The perilous part of writing something that isn’t your experience—especially in something as fraught as race—is that all you can do is write your version of what you think the experience is. It may line up with the truth but it will necessarily only coincidentally line up with that truth. Even if the writer does the research and immerses themselves in the culture and the subject there is a danger that confirmation bias will take over and they will discard those facts which don’t align with their perceived version of whatever it is they think happened and thus will cherry pick and pay attention to those facts which match that fictionalized viewpoint and end up with a 21st century Grace Hassell Soul Sister.

As ever, the pendulum swings from one extreme to the other.

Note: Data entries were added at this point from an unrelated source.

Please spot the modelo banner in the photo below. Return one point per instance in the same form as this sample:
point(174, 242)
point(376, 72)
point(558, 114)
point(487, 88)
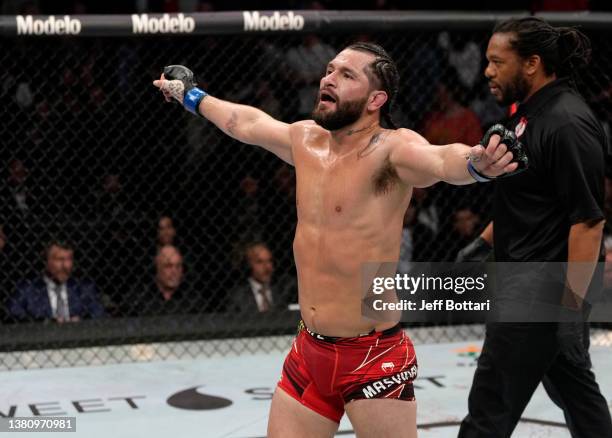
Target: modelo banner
point(265, 22)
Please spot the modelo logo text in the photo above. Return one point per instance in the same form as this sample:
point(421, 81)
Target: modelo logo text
point(276, 21)
point(165, 24)
point(28, 25)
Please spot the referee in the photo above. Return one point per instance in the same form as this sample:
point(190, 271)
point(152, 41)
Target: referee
point(552, 212)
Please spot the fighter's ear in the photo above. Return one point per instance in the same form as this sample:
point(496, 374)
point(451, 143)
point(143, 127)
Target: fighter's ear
point(377, 99)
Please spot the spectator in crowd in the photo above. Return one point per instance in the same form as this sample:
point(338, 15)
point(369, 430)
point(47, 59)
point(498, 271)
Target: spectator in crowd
point(450, 120)
point(19, 217)
point(259, 293)
point(55, 295)
point(307, 62)
point(167, 293)
point(166, 232)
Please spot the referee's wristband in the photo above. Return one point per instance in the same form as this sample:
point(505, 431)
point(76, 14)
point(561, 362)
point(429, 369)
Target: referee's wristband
point(476, 174)
point(192, 100)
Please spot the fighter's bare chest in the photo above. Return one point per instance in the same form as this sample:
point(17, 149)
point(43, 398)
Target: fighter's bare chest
point(343, 188)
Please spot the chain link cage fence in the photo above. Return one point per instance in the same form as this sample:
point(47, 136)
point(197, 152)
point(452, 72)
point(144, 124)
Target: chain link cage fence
point(98, 173)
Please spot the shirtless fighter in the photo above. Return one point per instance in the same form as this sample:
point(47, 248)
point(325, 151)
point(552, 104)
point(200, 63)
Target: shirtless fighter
point(354, 182)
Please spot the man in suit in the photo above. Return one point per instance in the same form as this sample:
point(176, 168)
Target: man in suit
point(55, 295)
point(257, 293)
point(167, 293)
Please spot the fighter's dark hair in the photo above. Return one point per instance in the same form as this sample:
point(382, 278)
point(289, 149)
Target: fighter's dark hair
point(564, 51)
point(384, 71)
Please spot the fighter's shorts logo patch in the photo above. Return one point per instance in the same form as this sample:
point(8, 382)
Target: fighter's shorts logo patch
point(387, 367)
point(520, 128)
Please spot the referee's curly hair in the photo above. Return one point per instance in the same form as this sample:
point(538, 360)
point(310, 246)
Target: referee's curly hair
point(564, 51)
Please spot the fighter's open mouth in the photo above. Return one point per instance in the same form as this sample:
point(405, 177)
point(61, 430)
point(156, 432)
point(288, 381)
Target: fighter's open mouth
point(326, 97)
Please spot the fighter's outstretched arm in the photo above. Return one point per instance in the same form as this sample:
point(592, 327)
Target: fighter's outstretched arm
point(421, 164)
point(242, 122)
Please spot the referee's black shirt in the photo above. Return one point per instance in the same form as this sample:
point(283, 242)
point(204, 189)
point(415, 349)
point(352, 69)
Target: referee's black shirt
point(564, 184)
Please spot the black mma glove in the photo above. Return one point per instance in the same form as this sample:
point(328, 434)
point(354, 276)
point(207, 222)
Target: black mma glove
point(514, 145)
point(180, 84)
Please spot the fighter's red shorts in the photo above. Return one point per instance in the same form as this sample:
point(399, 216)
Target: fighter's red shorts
point(325, 373)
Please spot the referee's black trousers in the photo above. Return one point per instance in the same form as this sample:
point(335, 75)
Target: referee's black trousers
point(515, 358)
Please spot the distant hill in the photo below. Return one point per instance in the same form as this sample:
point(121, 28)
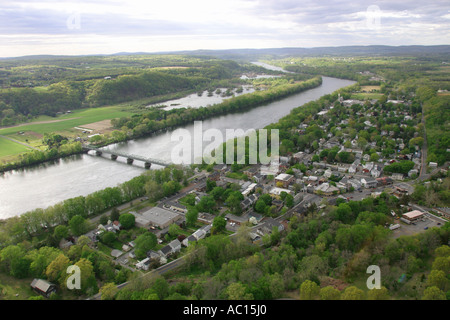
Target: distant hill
point(325, 51)
point(250, 54)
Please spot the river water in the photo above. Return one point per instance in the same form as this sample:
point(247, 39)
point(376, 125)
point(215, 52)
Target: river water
point(47, 184)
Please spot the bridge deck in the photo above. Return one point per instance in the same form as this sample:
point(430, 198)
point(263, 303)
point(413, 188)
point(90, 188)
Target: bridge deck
point(129, 156)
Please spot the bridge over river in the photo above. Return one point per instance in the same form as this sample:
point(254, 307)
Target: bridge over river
point(130, 157)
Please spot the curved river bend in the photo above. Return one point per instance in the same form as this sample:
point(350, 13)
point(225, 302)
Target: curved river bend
point(50, 183)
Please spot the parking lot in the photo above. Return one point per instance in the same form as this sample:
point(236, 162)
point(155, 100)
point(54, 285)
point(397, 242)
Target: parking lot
point(420, 225)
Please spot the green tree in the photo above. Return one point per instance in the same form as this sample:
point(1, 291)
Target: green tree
point(60, 232)
point(109, 291)
point(218, 225)
point(329, 293)
point(378, 294)
point(309, 290)
point(144, 243)
point(352, 293)
point(433, 293)
point(78, 225)
point(238, 291)
point(174, 230)
point(438, 278)
point(191, 216)
point(108, 238)
point(127, 220)
point(56, 269)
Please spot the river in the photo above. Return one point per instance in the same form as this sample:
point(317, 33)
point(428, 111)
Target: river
point(47, 184)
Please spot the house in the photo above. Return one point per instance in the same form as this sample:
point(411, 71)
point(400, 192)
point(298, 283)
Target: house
point(214, 176)
point(432, 164)
point(143, 264)
point(383, 181)
point(413, 215)
point(153, 255)
point(276, 192)
point(248, 202)
point(355, 184)
point(258, 178)
point(171, 248)
point(398, 176)
point(251, 172)
point(328, 173)
point(326, 189)
point(43, 287)
point(248, 188)
point(353, 168)
point(156, 216)
point(369, 182)
point(199, 234)
point(375, 172)
point(238, 220)
point(299, 156)
point(368, 166)
point(268, 225)
point(188, 240)
point(284, 179)
point(175, 206)
point(413, 172)
point(222, 168)
point(175, 245)
point(254, 217)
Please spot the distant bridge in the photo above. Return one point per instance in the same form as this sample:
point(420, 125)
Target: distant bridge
point(130, 157)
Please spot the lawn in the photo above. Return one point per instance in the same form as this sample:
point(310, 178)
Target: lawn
point(15, 289)
point(31, 133)
point(9, 148)
point(364, 96)
point(66, 123)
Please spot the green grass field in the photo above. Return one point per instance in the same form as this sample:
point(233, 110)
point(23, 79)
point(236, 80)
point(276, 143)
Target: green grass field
point(76, 118)
point(64, 124)
point(364, 96)
point(10, 148)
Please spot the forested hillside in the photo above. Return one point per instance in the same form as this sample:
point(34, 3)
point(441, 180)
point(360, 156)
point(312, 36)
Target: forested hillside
point(33, 87)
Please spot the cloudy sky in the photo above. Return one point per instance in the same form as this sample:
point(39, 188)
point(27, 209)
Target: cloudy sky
point(109, 26)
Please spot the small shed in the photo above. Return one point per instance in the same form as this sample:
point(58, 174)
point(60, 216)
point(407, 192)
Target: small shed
point(43, 287)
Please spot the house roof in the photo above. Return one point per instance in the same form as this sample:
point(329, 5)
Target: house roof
point(284, 176)
point(41, 285)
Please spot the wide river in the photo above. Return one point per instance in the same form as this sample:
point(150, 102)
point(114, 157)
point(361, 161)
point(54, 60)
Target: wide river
point(47, 184)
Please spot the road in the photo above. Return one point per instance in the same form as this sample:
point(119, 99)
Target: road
point(19, 142)
point(423, 167)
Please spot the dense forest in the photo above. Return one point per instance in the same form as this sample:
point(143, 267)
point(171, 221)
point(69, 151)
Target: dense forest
point(71, 86)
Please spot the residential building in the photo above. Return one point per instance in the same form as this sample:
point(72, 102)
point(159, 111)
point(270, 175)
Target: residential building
point(413, 215)
point(284, 179)
point(326, 189)
point(156, 216)
point(43, 287)
point(398, 176)
point(268, 225)
point(369, 182)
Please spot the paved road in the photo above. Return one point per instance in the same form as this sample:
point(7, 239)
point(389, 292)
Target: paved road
point(19, 142)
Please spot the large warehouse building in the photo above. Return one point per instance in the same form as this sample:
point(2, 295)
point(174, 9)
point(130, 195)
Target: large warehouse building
point(158, 217)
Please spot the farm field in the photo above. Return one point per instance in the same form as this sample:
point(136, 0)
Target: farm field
point(10, 148)
point(32, 133)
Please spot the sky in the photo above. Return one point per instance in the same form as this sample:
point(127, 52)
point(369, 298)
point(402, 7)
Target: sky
point(29, 27)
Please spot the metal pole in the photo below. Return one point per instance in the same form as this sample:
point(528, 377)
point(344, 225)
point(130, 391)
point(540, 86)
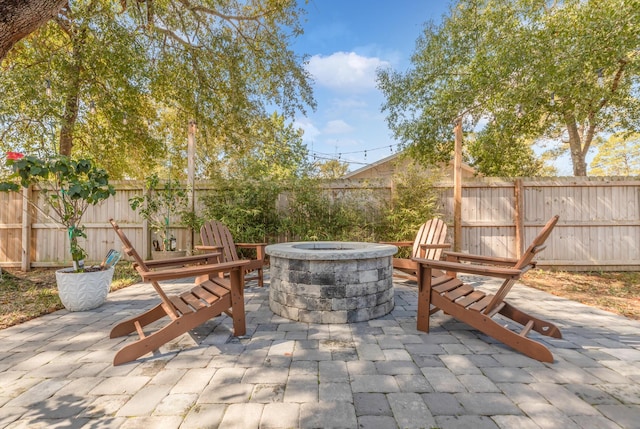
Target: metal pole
point(457, 187)
point(191, 152)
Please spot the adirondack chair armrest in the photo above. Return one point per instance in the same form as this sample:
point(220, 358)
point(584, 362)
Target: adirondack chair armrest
point(435, 245)
point(204, 258)
point(482, 270)
point(458, 256)
point(191, 271)
point(398, 243)
point(258, 247)
point(208, 248)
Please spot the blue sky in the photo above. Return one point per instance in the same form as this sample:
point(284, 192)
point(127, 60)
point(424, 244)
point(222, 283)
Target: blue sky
point(346, 41)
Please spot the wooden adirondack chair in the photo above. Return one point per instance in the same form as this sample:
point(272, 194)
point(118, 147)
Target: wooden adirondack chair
point(428, 244)
point(216, 237)
point(210, 297)
point(477, 308)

I have often wondered if that might be part of why Buffy and Angel were so incredibly white in spite of being set in southern California.
 
One thing I do find kind of interesting in relation to this conversation about Xander, is that the reboot comics have actually turned him into
their big bad. I've only read the first trade, so I haven't reached that point yet, but given the negative light the character is being looked at with now, it does seem like an interesting choice. And I was looking through the solicitation descriptions for next few issues, and issue 20 talks about a big confrontation between him, Buffy, and Willow, and somebody will die. The descriptions for 21 and 22 mention Buffy and Willow, so it looks like they might actually be killing him off.
I have to confess, when I was watching the show regularly, he was actually one of my favorite characters. I never really noticed the bad behavior you guys are talking about.